Enhanced mechanical performance of HoB2-based compounds without sacrificing cryogenic magnetocaloric effects

Cryogenic magnetic cooling based on magnetocaloric effect is a promising technology for green and efficient hydrogen gas liquefaction. One of the major challenges for practical application is the lack of magnetocaloric materials that exhibit excellent cyclic performance in both magnetocaloric properties and fracture toughness. HoB₂, an intermetallic compound, exhibits a giant magnetocaloric effect, but its brittleness under mechanical stress hinders practical applications. In this work, we report a 12-fold increase in the fracture toughness by doping 10 at. % Cu into the HoB₂ system, from 2.6 to 35.1 MPa·m^1/2. Vickers indentation tests followed by the microstructural evaluation revealed that the formation of (Ho, Cu)-rich intergranular phases with a fine distribution in the microstructure, encircling HoB₂, suppresses the propagation of initiated cracks in HoB₂-based compounds, thereby improving their fracture toughness.

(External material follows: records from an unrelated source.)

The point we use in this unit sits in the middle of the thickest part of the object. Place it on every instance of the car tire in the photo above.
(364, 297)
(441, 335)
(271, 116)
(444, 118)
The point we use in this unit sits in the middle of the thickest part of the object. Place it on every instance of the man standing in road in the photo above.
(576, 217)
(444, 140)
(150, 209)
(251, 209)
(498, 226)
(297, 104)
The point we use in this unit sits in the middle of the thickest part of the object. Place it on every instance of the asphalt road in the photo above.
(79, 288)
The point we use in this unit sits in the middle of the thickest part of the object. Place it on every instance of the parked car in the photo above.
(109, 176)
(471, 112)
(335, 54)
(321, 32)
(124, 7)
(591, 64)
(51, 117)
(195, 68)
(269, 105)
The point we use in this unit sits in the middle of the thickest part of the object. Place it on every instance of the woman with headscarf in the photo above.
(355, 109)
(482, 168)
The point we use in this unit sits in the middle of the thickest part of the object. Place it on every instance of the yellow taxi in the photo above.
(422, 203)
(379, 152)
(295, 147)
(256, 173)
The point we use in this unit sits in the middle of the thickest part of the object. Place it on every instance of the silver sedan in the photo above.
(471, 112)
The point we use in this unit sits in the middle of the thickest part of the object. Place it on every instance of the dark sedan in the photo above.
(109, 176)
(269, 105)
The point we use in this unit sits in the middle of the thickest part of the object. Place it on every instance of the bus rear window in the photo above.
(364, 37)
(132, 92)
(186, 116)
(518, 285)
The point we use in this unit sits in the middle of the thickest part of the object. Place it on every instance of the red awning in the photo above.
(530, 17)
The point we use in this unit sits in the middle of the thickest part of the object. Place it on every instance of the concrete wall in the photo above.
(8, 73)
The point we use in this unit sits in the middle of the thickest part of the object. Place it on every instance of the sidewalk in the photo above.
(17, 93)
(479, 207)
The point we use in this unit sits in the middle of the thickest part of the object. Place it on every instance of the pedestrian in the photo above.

In the 10 at. % Cu-doped sample, a (Ho, Cu)-rich intergranular phase was formed with an areal fraction of ∼18 %, while the content of the secondary HoB₄ phase, commonly observed in the Cu-free sample, was reduced. Notably, no Cu dissolution was found in the matrix phase. The fracture toughness improved significantly with minimal impact on magnetocaloric performance: the isothermal field-induced entropy change (ΔS_T) was marginally reduced from 20.1 to 18.2 J kg⁻¹ K⁻¹_, and the adiabatic temperature change (∆T_ad) from 5.1 to 4.7 K in a 2 T magnetic field. The physical property analysis revealed that the sample containing the (Ho, Cu)-rich intergranular phase has lower magnetostriction, which can extend the life of the material in practical applications by reducing internal stress.